The Pleasance Courtyard throngs with people, huddled close and shuffling around in an attempt to claim territory under one of the few available umbrellas. A line to the gents toilets spirals up the staircase from the underground cells through a sweaty mist of heat, rain and urine.
At the bottom, through the arched doorway, the first person in line steps out into three inches of piss, lifts up the end of his trouser legs, and wades over to a urinal. Reams of sodden toilet paper decorate the floor, pulping under the onslaught of feet where no one will pick it up, swimming its way around and sticking to the bottom of shoes.
The way these things normally work is you wait for your turn until an empty receptacle becomes available, then you sidle up to it standing shoulder to shoulder with two other men, and try to remove yourself from the reality by staring blankly at the wall ahead, willing yourself to perform the deed which had seemed so urgent only moments before. The more you wish to speed things along, the less able your body feels. A queue of the willing stand behind, staring at the back of your head, waiting for their chance for relief. And then slowly the panic creeps in. Why am I not going? I needed to go so badly a minute ago. Why not now? Have they noticed? They must have noticed. I’ve been standing here for ages. Alright just relax. What, with a wall of other men waiting behind me? Just piss. I can’t. Well try. I am. Well you better do something. Like what? Here we go. No. Right just do your flies up and walk away. And don’t forget to wash your hands.
The assembled crowd do their best to ignore each other while they dance around between the urinals, the sink and the hand dryer; and once finished, make their way back up the stairs, avoiding eye contact with the waiting line of hopefuls. As each one exits he eyes his hands with suspicion holding them out in front, not convinced by the credibility of the soap.

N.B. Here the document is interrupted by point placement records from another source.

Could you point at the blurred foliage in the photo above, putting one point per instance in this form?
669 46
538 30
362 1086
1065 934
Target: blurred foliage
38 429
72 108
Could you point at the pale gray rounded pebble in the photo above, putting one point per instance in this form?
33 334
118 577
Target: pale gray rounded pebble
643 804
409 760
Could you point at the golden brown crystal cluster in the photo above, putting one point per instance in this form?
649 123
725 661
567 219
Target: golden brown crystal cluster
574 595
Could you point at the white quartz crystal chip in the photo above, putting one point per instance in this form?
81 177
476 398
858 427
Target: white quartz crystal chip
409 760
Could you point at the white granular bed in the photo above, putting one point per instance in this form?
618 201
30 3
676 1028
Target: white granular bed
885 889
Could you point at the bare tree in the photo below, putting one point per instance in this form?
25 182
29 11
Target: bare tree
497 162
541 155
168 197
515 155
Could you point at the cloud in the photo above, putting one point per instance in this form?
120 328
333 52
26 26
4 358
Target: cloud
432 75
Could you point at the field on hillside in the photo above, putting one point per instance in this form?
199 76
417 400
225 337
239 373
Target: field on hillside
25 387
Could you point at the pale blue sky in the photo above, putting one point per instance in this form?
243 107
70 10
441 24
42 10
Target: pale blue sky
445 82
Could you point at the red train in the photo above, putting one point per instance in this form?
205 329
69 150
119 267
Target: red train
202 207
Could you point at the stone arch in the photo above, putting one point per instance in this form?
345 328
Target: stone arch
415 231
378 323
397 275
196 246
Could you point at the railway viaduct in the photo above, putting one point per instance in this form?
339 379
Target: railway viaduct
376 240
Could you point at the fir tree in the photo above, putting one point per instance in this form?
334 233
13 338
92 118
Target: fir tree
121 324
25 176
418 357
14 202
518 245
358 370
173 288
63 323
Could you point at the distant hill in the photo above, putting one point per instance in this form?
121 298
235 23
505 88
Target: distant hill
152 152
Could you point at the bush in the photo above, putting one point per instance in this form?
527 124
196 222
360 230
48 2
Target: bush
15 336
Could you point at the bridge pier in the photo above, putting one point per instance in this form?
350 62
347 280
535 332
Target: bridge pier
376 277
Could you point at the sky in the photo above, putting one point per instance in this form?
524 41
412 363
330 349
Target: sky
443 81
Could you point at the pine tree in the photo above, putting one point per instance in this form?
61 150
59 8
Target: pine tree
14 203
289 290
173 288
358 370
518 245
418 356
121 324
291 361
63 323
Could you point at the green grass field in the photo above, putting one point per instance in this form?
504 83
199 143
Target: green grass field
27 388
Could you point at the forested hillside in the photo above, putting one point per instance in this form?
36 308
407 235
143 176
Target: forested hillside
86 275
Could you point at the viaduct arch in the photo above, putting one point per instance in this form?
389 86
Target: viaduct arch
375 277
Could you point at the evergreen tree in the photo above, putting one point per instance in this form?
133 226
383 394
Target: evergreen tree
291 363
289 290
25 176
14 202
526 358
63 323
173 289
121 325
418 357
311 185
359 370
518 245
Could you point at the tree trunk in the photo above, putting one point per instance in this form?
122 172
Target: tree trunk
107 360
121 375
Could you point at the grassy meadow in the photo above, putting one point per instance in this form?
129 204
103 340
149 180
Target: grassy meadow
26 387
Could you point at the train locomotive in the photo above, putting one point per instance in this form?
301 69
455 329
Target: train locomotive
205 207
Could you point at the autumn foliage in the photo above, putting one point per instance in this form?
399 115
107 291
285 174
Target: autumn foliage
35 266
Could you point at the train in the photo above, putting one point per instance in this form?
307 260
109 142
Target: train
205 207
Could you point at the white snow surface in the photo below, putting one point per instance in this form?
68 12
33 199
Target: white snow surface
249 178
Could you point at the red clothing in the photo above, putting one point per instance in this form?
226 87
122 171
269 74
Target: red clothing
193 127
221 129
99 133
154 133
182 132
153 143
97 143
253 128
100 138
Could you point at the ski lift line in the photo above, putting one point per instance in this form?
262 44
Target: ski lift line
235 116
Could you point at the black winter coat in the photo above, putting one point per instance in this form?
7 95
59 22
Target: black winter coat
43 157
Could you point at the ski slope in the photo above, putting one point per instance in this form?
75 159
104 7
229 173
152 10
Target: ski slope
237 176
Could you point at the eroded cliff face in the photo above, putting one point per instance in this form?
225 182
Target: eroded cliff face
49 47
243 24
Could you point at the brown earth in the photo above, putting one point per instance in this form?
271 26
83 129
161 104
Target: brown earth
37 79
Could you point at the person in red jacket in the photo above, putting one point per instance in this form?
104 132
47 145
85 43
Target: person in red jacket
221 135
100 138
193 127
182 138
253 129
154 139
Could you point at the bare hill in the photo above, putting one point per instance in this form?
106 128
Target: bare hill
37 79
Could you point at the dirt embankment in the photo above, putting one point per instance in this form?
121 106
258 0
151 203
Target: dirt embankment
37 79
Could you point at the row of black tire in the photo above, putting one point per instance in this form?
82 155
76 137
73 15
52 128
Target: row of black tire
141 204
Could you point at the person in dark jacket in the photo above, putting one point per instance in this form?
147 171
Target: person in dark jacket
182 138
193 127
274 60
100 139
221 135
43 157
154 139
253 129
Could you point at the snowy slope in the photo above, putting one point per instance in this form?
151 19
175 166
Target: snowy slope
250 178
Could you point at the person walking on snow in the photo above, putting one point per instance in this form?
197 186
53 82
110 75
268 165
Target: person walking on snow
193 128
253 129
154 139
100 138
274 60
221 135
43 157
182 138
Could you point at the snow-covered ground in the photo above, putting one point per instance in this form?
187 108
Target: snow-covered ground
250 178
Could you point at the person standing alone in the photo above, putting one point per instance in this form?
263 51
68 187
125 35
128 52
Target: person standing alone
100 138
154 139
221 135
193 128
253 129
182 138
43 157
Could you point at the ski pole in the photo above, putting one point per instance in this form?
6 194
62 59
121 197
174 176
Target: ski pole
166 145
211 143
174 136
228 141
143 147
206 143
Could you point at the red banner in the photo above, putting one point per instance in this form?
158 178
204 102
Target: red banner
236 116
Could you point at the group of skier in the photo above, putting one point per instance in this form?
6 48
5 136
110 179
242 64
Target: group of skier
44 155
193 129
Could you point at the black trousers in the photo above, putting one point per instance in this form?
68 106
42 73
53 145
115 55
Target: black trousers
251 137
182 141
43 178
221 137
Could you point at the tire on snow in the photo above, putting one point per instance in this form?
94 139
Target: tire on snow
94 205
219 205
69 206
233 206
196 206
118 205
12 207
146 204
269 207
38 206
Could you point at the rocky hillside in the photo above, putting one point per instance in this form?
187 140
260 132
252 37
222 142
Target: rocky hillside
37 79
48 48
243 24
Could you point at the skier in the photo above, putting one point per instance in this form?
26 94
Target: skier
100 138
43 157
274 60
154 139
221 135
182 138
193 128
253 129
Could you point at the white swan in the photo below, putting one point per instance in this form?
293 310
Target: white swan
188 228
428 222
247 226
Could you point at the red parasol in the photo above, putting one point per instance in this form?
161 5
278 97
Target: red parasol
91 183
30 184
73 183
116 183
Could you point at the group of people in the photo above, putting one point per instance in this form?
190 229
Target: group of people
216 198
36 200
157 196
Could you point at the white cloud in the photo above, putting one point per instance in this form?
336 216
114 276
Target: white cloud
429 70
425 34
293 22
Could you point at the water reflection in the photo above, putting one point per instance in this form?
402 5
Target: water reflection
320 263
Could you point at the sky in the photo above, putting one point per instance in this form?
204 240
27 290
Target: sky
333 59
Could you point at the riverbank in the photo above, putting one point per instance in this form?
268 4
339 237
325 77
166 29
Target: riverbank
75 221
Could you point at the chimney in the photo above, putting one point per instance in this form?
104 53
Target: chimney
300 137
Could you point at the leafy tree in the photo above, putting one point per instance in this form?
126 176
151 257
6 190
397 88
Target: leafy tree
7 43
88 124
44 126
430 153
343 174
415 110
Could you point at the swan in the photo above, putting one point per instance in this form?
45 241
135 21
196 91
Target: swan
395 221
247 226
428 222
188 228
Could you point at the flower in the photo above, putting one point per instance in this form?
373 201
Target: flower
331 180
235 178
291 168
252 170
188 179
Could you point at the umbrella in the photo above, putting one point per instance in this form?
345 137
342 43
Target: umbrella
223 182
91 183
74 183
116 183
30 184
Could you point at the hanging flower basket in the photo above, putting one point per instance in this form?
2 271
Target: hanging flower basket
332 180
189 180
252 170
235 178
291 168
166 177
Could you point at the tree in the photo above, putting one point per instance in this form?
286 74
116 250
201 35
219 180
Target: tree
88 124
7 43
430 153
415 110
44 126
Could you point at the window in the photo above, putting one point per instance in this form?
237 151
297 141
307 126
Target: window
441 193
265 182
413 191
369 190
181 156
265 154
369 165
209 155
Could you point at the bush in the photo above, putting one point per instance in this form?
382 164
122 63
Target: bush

It’s only a matter of time before the Pleasance turn this into another venue.
In contrast the ladies toilets are upstairs and exist in the imagination as a powdered and fragrant spa, with pristine floors, shining taps and, above all, breathable air. The unheard of luxury of going to the toilet without the acrid bite of urine stinging your taste buds and sitting in the back of the throat remains a mystery.
It’s with these thoughts that I join the back of this queue, descending into that foggy hell, with heavy air, flickering lights and gorillas in the mist. The man stood in front looks nervous. Like the first signs of madness he’s scratching and biting his wrist. Someone ought to be looking over these people.
I look across trying to think of my options before someone joins behind me and I’m hemmed in. And then I notice the disabled toilet sitting quietly across the hall and an inner part of me rejoices at its salvation. I am on holiday, why not indulge.
Joining a queue behind another woman I try to look casual so as not to alert anyone else of my discovery, and patiently await my turn. That is the rule after all; women and children first. Patience.
The woman in front of me takes her turn and leaves me stood looking very laid back against a wall outside the disabled door. After a minute or two a man in an electric wheelchair positions himself behind me in the queue. An awkward moment ensues. But hang on a minute, I have my place in the queue. Just because it’s a facility designed for the ease of less able-bodied patrons, why shouldn’t he wait his turn. That’s the rule after all, women and children, then me, then the person behind me in the queue.
Another well-dressed woman walks up to me from in front and says something barely intelligible above the din of the public place. She looks as if she’s trying to muscle her way into the queue so I make clear my intentions. “The queue to the gents is massive. I’ve been here for ages. The women’s is upstairs.” She replies with something again I can’t quite hear and so I repeat and reiterate that this is the queue she sees in front of her now so to perhaps take up her place at the back. This time through the noise and heat I hear her more clearly. “It’s my spine, I can’t make it upstairs. It really annoys me when people use this toilet.”
That’s it. I’m outnumbered and have to concede. Overruled by guilt I join the back of a queue that leads down some steps into a damp underground toilet, and hold up the bottom of my trousers so that they don’t drag along the flooded floor.